In human beings, compassion seems to be waning nowadays. We hear news stories about indigent people -- whole families in fact, homeless; children barely getting enough nutrition to live, or worse, not getting any nutrition at all. It is an everyday occurrence in these United States, and all too often, the public just does not get it. People do not comprehend how someone can become so poor or deprived. So instead of offering a hand up, they look the other way to avoid dealing with "society's problems". The only upside and hope for humanity is that many homeless children, despite incomprehensible circumstances, have not lost their fortitude. In the documentary, "Homeless - the motel kids of Orange County," director Alexandra Pelosi said, "What I loved about these kids is, no matter how bad their environment may be, they are resilient, their spirits are not broken."
What we sometimes fail to realize as a society is that no human being deserves to be thrown to the wayside. Each and every person brings his or her own unique and wonderful gifts to this world. Each and every person, including you is worthy of love; in truth, we need to rely upon each other especially in times of crisis. Why would we not want to fill those moments with love, kindness and compassion for not just ourselves but for the many others worthy of our caring energy? When homeless children can still find happiness and blessings in the lives that they live, then can we not find possibility and hope in them, too?

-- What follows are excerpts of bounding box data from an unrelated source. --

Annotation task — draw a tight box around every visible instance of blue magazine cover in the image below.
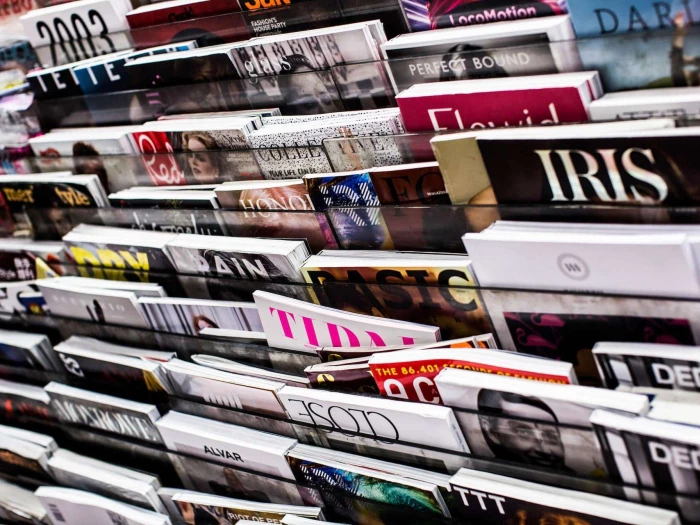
[73,40,197,95]
[304,171,380,210]
[568,0,700,38]
[401,0,566,31]
[577,18,700,89]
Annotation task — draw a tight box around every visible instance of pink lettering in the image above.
[301,317,321,346]
[270,307,296,339]
[328,323,360,348]
[367,331,389,347]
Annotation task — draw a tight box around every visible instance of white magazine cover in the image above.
[19,0,131,47]
[163,359,287,417]
[588,86,700,121]
[481,290,700,381]
[462,225,700,298]
[253,290,441,354]
[0,479,48,525]
[156,411,297,480]
[435,368,649,478]
[0,424,58,452]
[450,469,680,525]
[138,297,263,335]
[37,279,150,328]
[172,491,323,524]
[48,449,165,513]
[278,386,469,452]
[34,486,171,525]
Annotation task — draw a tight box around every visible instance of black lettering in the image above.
[593,8,620,35]
[628,6,649,31]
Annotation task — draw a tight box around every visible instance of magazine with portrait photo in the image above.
[435,369,649,479]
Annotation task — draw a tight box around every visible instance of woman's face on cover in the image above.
[187,138,219,183]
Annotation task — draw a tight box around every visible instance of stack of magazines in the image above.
[0,0,700,525]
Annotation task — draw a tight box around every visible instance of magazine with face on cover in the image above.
[34,486,171,525]
[138,297,263,335]
[163,359,287,417]
[481,284,700,384]
[215,179,315,210]
[435,369,649,479]
[38,279,150,328]
[156,411,297,479]
[48,450,165,512]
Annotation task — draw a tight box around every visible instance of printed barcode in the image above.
[49,503,66,523]
[107,511,129,525]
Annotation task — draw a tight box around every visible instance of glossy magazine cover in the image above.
[66,241,174,272]
[576,21,700,93]
[482,290,700,384]
[370,163,451,206]
[317,281,492,339]
[402,0,567,31]
[169,453,314,505]
[305,172,380,210]
[477,132,700,206]
[141,299,263,335]
[287,457,442,515]
[168,246,300,283]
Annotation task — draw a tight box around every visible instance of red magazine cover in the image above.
[396,85,589,132]
[131,131,186,186]
[131,13,250,49]
[126,0,241,29]
[369,348,571,404]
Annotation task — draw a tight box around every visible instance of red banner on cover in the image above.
[370,359,570,405]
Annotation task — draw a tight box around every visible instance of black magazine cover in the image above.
[168,452,320,505]
[478,133,700,206]
[46,383,163,444]
[100,208,227,235]
[594,353,700,392]
[66,241,174,272]
[0,178,101,210]
[56,350,165,392]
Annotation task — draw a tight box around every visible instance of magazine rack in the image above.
[5,364,700,524]
[3,267,700,385]
[28,0,408,67]
[30,23,700,129]
[15,205,700,253]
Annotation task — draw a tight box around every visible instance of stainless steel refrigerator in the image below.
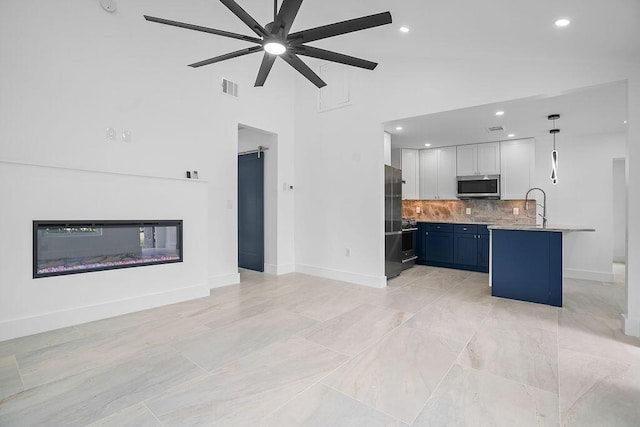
[384,165,403,278]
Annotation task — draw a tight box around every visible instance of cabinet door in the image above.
[419,149,438,200]
[477,142,500,175]
[425,231,453,263]
[438,147,458,200]
[453,233,478,266]
[456,144,478,176]
[500,139,536,200]
[402,148,420,199]
[415,222,427,261]
[478,234,489,273]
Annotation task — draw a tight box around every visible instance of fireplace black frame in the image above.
[32,220,184,279]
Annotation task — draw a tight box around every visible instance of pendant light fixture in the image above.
[547,114,560,185]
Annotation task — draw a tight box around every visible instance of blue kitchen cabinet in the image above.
[416,222,489,273]
[453,224,478,266]
[478,225,489,273]
[491,230,562,307]
[425,231,453,263]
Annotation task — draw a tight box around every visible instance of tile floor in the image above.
[0,266,640,427]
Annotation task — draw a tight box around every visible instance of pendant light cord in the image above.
[552,116,556,151]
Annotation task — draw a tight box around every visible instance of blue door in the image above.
[238,152,265,271]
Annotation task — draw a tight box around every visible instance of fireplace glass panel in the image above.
[33,220,182,278]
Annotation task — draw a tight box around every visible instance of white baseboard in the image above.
[622,314,640,338]
[0,285,209,341]
[207,273,240,289]
[264,264,296,276]
[562,268,615,282]
[296,264,387,288]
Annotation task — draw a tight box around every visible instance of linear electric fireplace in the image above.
[33,220,182,278]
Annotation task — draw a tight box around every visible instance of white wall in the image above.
[623,69,640,337]
[612,159,627,262]
[0,161,209,340]
[534,132,626,281]
[0,0,294,342]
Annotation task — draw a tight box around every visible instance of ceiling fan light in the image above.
[264,42,287,55]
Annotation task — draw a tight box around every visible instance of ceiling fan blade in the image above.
[271,0,302,37]
[189,46,262,68]
[220,0,269,37]
[144,15,262,44]
[287,12,391,44]
[254,52,278,87]
[280,52,327,88]
[294,46,378,70]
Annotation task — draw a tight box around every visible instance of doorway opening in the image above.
[238,124,277,273]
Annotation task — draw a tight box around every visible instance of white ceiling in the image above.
[384,82,627,148]
[146,0,640,64]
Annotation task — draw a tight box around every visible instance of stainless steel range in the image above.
[401,218,418,270]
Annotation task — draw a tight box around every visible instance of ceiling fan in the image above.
[144,0,391,88]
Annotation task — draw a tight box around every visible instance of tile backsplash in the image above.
[402,199,536,224]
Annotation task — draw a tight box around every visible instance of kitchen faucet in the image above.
[524,187,547,227]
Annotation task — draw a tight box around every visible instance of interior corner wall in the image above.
[0,0,294,342]
[534,132,626,282]
[623,64,640,337]
[612,159,627,262]
[295,57,630,286]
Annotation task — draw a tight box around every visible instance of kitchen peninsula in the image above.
[488,224,595,307]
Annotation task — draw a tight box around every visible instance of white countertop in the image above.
[487,224,596,233]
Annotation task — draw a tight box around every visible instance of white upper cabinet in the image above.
[500,139,536,200]
[456,142,500,176]
[420,148,438,199]
[420,147,457,200]
[402,148,420,199]
[456,144,478,176]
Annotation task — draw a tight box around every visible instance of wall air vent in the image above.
[487,126,506,133]
[222,77,238,98]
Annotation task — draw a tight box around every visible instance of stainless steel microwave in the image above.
[457,175,500,199]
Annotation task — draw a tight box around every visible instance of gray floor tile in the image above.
[90,403,162,427]
[173,309,316,371]
[405,299,493,343]
[323,327,465,423]
[261,384,406,427]
[0,347,203,427]
[147,338,346,427]
[412,365,559,427]
[0,356,23,400]
[307,304,409,356]
[458,325,558,394]
[559,350,640,427]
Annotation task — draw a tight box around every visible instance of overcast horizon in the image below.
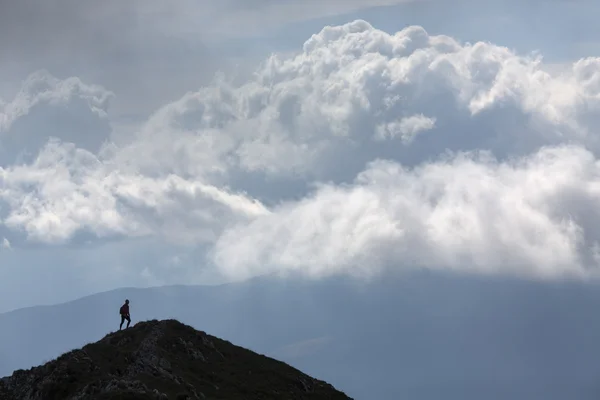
[0,0,600,312]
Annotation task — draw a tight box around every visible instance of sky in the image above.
[0,0,600,311]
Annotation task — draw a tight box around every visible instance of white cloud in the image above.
[214,147,600,277]
[0,21,600,284]
[375,114,435,144]
[0,71,113,165]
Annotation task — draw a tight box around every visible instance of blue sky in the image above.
[0,0,600,311]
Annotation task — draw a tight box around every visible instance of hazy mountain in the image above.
[0,273,600,400]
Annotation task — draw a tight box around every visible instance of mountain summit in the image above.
[0,320,350,400]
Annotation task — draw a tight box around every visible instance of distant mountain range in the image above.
[0,272,600,400]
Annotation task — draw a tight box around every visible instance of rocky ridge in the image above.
[0,320,350,400]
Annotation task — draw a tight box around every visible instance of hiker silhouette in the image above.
[119,299,131,330]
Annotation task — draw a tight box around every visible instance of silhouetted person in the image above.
[119,300,131,330]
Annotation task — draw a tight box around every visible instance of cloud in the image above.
[375,114,435,144]
[214,146,600,277]
[0,20,600,277]
[0,70,113,165]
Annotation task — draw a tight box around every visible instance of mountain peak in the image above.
[0,320,350,400]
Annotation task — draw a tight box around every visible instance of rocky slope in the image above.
[0,320,350,400]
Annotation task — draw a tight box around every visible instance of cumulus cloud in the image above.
[375,114,435,144]
[0,71,113,165]
[214,146,600,277]
[0,21,600,277]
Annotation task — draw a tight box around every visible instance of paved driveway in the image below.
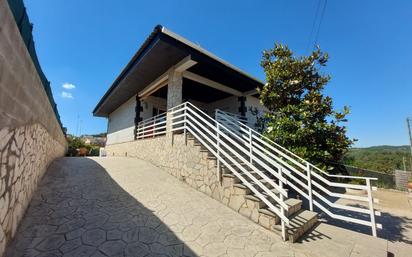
[6,158,394,257]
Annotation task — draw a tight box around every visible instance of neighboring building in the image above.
[93,26,264,145]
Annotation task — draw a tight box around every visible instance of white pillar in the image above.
[167,69,183,110]
[166,69,183,140]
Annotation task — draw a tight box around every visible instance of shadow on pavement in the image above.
[5,158,196,257]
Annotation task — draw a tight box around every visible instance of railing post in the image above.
[216,122,222,182]
[183,103,187,145]
[249,129,253,164]
[306,163,313,211]
[279,167,287,241]
[366,178,376,237]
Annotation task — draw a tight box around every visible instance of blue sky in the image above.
[25,0,412,146]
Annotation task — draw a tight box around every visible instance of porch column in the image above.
[166,69,183,138]
[167,69,183,110]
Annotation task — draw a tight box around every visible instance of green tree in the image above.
[258,44,355,168]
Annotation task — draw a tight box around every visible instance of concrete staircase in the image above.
[187,134,318,242]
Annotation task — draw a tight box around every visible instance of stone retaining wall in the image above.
[0,0,67,256]
[106,134,279,235]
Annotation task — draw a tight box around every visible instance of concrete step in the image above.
[287,210,318,243]
[245,195,266,209]
[269,210,318,243]
[265,195,302,217]
[233,183,251,195]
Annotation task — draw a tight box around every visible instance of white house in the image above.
[93,26,381,242]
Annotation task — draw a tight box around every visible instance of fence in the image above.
[7,0,65,130]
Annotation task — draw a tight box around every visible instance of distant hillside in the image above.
[343,145,410,173]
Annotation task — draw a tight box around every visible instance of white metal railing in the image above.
[135,113,166,139]
[168,102,289,238]
[215,110,382,236]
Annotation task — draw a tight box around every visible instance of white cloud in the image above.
[62,83,76,90]
[61,91,73,98]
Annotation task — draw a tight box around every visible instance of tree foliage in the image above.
[258,44,354,168]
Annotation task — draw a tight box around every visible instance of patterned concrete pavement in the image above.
[6,158,387,257]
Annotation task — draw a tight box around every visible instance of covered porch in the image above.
[93,26,264,143]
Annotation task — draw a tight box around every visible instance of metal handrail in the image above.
[169,102,289,237]
[215,107,382,236]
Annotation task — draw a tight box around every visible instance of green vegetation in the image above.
[258,44,354,168]
[343,145,411,173]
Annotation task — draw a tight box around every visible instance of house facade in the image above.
[93,26,381,242]
[93,26,265,145]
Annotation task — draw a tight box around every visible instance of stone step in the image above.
[233,183,251,195]
[245,195,266,209]
[259,210,318,243]
[222,174,240,187]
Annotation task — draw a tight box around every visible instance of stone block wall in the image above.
[0,0,67,256]
[106,134,279,232]
[106,134,221,199]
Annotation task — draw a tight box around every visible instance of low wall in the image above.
[0,0,67,256]
[106,134,222,200]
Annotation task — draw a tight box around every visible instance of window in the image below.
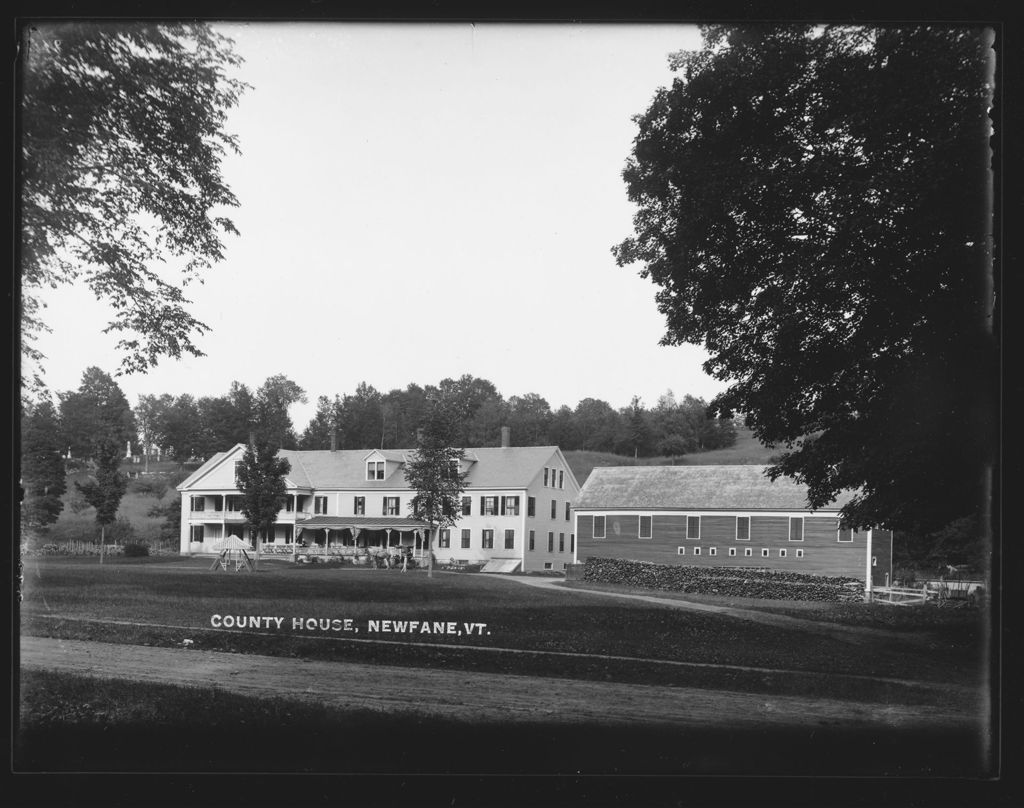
[736,516,751,542]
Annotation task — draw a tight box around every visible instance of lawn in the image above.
[22,557,984,697]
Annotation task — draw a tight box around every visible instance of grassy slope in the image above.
[564,426,777,485]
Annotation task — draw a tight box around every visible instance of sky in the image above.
[25,23,725,431]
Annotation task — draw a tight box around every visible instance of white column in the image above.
[864,529,874,603]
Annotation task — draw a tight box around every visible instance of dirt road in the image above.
[20,637,979,729]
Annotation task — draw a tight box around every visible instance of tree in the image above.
[134,393,174,471]
[20,22,246,383]
[59,368,136,459]
[404,398,469,578]
[237,432,292,568]
[613,26,996,527]
[75,437,128,563]
[22,399,68,527]
[253,374,306,449]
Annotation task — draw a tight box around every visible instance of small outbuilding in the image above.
[573,466,892,586]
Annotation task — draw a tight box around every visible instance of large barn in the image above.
[573,466,892,586]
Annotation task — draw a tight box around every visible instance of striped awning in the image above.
[295,516,430,530]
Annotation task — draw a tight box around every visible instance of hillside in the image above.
[563,426,777,485]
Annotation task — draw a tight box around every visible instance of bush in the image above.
[124,542,150,558]
[583,558,861,601]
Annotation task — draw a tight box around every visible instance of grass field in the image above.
[563,426,778,485]
[17,557,985,774]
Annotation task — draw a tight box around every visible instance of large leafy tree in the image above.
[404,397,468,577]
[59,368,136,459]
[20,22,245,379]
[75,438,128,563]
[22,399,68,527]
[614,26,996,527]
[237,432,292,566]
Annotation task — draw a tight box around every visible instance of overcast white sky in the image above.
[28,23,723,430]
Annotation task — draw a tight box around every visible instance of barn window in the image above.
[686,516,700,539]
[736,516,751,542]
[640,516,652,539]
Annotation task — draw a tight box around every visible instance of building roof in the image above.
[574,466,853,511]
[178,443,579,491]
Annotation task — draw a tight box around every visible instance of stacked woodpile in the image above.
[583,558,863,601]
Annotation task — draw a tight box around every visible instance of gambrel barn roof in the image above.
[574,466,853,511]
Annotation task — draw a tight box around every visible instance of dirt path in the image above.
[492,576,907,642]
[20,637,978,729]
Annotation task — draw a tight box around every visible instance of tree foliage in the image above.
[22,399,68,527]
[238,432,292,542]
[59,368,136,459]
[75,438,128,527]
[20,22,245,380]
[613,26,995,527]
[403,398,468,571]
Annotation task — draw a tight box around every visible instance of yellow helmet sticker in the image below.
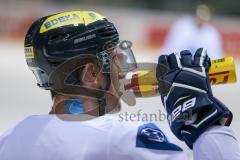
[24,46,34,59]
[40,11,106,33]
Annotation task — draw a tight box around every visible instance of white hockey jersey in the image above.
[0,115,187,160]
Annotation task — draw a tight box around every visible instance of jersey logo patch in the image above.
[136,123,182,151]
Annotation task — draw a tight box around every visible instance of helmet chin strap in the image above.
[98,73,111,116]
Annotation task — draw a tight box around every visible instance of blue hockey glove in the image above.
[157,48,232,148]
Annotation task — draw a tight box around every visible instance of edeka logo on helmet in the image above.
[40,11,106,33]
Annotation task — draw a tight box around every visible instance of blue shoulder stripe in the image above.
[136,123,182,151]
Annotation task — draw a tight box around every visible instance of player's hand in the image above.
[157,48,232,147]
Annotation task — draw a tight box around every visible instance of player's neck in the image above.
[50,95,98,116]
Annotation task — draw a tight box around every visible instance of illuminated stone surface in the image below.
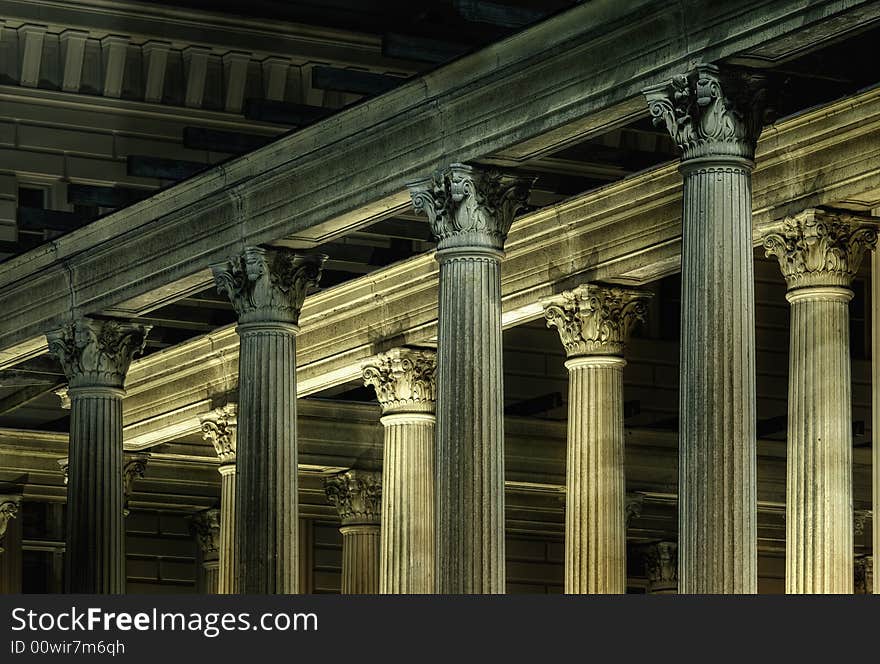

Compassion is a natural instinct and should be your moral compass. When we improve our attitude, our behavior and the environment in which we live, we are actually transforming our lives for the better. If you know of someone struggling, or if you know that a family is in need, ask yourself four little words: "How can I help?" Would you pass your child on the street if she were hurt? Would you turn the other way if you saw your mom battling to walk up a set of stairs? Would you let your brother starve if he had nothing to eat? There are simple ways to make an impact in the lives of others. Many times, it does not take extraordinary wealth, but just the willingness to lend a hand, mend a wound or to share a meal. Like dolphins share and care for one another in need, we too, as human beings have the capacity to do the same. We came to Earth to life our lives for a purpose and real meaning. Be remembered for the good you have done so that others may follow in your footsteps. This is the way you can transform your life…one act of kindness at a time.